# Shea Butter Shampoo Bar



## Bubbles Galore (Sep 8, 2010)

Just cut up my latest batch of Shea Butter Shampoo Bar. I used Organic Rose Hydrosol as the water and the smell was amazing when I added the lye. I think I can smell a hint of rose in the finished product. We'll see. 





Uploaded with ImageShack.us


----------



## NancyRogers (Sep 8, 2010)

It looks lovely!  Please let us know if the rose scent stays true.


----------



## PrairieCraft (Sep 8, 2010)

Pretty!


----------



## agriffin (Sep 8, 2010)

Wow!  That looks great!  It looks super creamy and the tops are nice looking!


----------



## Lynnz (Sep 8, 2010)

That is beautiful, was thinking what fantastic value a shampoo bar would be as imagine one would get a fair few washes from them


----------



## albo (Sep 8, 2010)

wow, that looks amazing!  the perfect shampoo bar is my aim in all this, so you've given me something to work towards!


----------



## ewenique (Sep 8, 2010)

Looks lovely!


----------



## soapbuddy (Sep 8, 2010)

Pretty!


----------



## ChrissyB (Sep 11, 2010)

Very very nice!!


----------



## Bubbles Galore (Sep 13, 2010)

Thank you for the kind comments.  :wink:  I just sniffed it and can only smell the usual soapy smell, no roses.


----------



## nattynoo (Sep 13, 2010)

It looks so lovely & creamy. 
Shame about the smell.


----------



## ToniD (Sep 13, 2010)

They are so pretty!   I really like the color.


----------



## Bubbles Galore (Sep 14, 2010)

ToniD said:
			
		

> They are so pretty!   I really like the color.

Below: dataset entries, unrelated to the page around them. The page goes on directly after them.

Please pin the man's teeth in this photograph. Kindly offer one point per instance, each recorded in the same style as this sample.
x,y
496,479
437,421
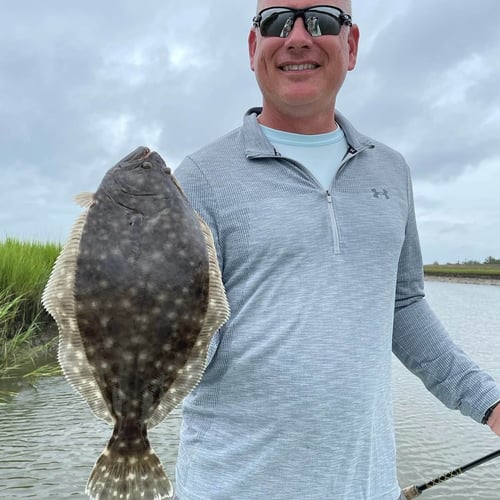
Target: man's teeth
x,y
298,67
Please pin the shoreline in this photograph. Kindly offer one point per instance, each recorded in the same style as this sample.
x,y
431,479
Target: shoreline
x,y
468,280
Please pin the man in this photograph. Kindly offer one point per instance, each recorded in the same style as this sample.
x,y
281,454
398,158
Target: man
x,y
315,231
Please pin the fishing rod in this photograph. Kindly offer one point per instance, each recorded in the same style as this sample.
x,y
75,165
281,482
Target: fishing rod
x,y
415,491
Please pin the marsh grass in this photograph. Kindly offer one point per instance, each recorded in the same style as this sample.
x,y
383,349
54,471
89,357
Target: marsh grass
x,y
24,270
27,350
491,271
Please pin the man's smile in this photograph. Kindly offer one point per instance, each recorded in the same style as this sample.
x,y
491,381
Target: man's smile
x,y
298,67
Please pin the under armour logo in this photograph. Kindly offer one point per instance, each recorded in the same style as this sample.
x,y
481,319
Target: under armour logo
x,y
378,194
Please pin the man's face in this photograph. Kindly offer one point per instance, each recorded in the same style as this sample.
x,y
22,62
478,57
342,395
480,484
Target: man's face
x,y
289,88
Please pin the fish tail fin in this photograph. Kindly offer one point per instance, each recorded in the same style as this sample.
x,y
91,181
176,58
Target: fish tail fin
x,y
122,472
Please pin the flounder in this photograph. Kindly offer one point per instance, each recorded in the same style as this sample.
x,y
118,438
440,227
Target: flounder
x,y
137,295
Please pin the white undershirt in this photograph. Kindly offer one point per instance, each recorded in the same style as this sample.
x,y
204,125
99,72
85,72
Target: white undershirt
x,y
321,154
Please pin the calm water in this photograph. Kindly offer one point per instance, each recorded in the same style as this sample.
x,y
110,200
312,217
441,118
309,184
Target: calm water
x,y
49,440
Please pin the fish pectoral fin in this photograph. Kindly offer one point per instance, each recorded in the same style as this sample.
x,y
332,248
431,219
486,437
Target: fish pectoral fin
x,y
85,200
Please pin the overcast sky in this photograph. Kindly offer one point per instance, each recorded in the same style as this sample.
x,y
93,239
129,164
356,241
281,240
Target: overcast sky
x,y
84,83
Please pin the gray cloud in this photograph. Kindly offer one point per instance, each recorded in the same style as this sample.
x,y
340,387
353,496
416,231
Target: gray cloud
x,y
84,83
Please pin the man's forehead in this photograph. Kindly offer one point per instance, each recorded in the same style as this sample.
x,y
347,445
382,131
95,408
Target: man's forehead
x,y
300,4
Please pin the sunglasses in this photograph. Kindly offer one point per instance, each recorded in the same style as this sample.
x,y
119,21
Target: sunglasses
x,y
318,20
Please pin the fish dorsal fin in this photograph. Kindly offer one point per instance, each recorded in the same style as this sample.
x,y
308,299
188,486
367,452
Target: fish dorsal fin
x,y
59,300
217,314
85,200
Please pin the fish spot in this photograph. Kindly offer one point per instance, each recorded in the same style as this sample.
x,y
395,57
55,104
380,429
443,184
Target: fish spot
x,y
105,321
108,343
144,356
128,356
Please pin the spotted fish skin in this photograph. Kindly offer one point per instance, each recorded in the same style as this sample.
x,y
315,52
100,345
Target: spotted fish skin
x,y
137,295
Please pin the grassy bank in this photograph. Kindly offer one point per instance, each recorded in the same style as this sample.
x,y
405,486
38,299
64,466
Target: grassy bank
x,y
24,269
485,271
27,334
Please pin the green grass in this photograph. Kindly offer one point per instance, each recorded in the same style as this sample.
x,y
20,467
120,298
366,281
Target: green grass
x,y
464,270
27,334
24,270
26,354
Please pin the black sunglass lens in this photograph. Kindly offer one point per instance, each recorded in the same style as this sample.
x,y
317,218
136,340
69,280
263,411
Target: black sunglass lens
x,y
320,23
276,24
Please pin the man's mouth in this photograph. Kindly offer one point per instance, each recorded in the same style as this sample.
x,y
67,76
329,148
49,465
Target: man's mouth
x,y
298,67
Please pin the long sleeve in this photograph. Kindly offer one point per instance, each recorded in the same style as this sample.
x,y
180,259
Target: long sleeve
x,y
422,344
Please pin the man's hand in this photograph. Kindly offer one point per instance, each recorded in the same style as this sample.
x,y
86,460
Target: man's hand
x,y
494,420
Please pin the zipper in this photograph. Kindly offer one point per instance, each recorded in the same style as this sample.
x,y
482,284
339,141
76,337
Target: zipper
x,y
334,224
335,231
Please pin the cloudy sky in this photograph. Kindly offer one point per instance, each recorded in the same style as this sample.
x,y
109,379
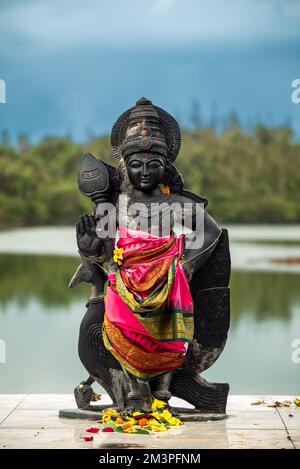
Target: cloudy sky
x,y
71,67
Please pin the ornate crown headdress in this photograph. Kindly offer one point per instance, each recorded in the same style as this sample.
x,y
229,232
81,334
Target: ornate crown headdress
x,y
145,127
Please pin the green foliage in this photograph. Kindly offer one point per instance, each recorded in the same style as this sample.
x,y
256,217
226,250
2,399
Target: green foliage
x,y
247,177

The colour is from Pink Clay Toni.  :wink:


----------



## ToniD (Sep 14, 2010)

Bubbles Galore said:
			
		

> ToniD said:
> 
> 
> 
> ...



Well, then, Bubbles, would you mind giving me some instruction?   It is actually on my list to make a cake with pink swirls using Rose clay as the color.    I have not swirled with clay as the color yet, but when I have swirled with things other than micas or oxides, I sometimes end up with two different textures in the soap.

Would you mind sharing how you add your clay?  Do you premix it with oil?  How much oil?

Thanks


----------



## Bubbles Galore (Jan 12, 2011)

You should have kicked me Toni. I only just saw this while looking for a photo of one of my soaps with TD that I couldn't find.   

One tablespoon clay (Australian tablespoon which is 4 teaspoons) mixed with one tablespoon of oil and then added to a few soup ladles of soap batter and I think I did an ITPS (in the pot swirl) and hoped for the best.


----------



## tomara (Jan 12, 2011)

Very nice...hope the scent stays for you


----------



## ToniD (Jan 12, 2011)

Bubbles Galore said:
			
		

> You should have kicked me Toni. I only just saw this while looking for a photo of one of my soaps with TD that I couldn't find.
> 
> One tablespoon clay (Australian tablespoon which is 4 teaspoons) mixed with one tablespoon of oil and then added to a few soup ladles of soap batter and I think I did an ITPS (in the pot swirl) and hoped for the best.




No kicking necessary  Easy to lose track of a post.   Thanks for getting back to me.   I actually ended up with a nice swirl of pink clay in a castile soap.   It will be ready for valentines day.


----------



## pixybratt (Jan 12, 2011)

I love this soap the colors are amazing


----------



## supersoaper3000 (Jan 12, 2011)

Very pretty!  I have found that hydrosols have more benefits as a spray for the hair and skin than they do as an aromatic.  Getting a good natural rose smell in soap is freaking expensive!!  Thank god for FOs


----------



## Dragonkaz (Jan 13, 2011)

That soap is so pretty ... and the smell sounds beautiful ... hope it has lasted!


----------



## coral (Jan 13, 2011)

I missed this one the swirls look great.


----------



## MidwestSoaper (Jan 15, 2011)

it looks so beautiful and creamy, I could stare at it all day!  Too bad the scent went away.


----------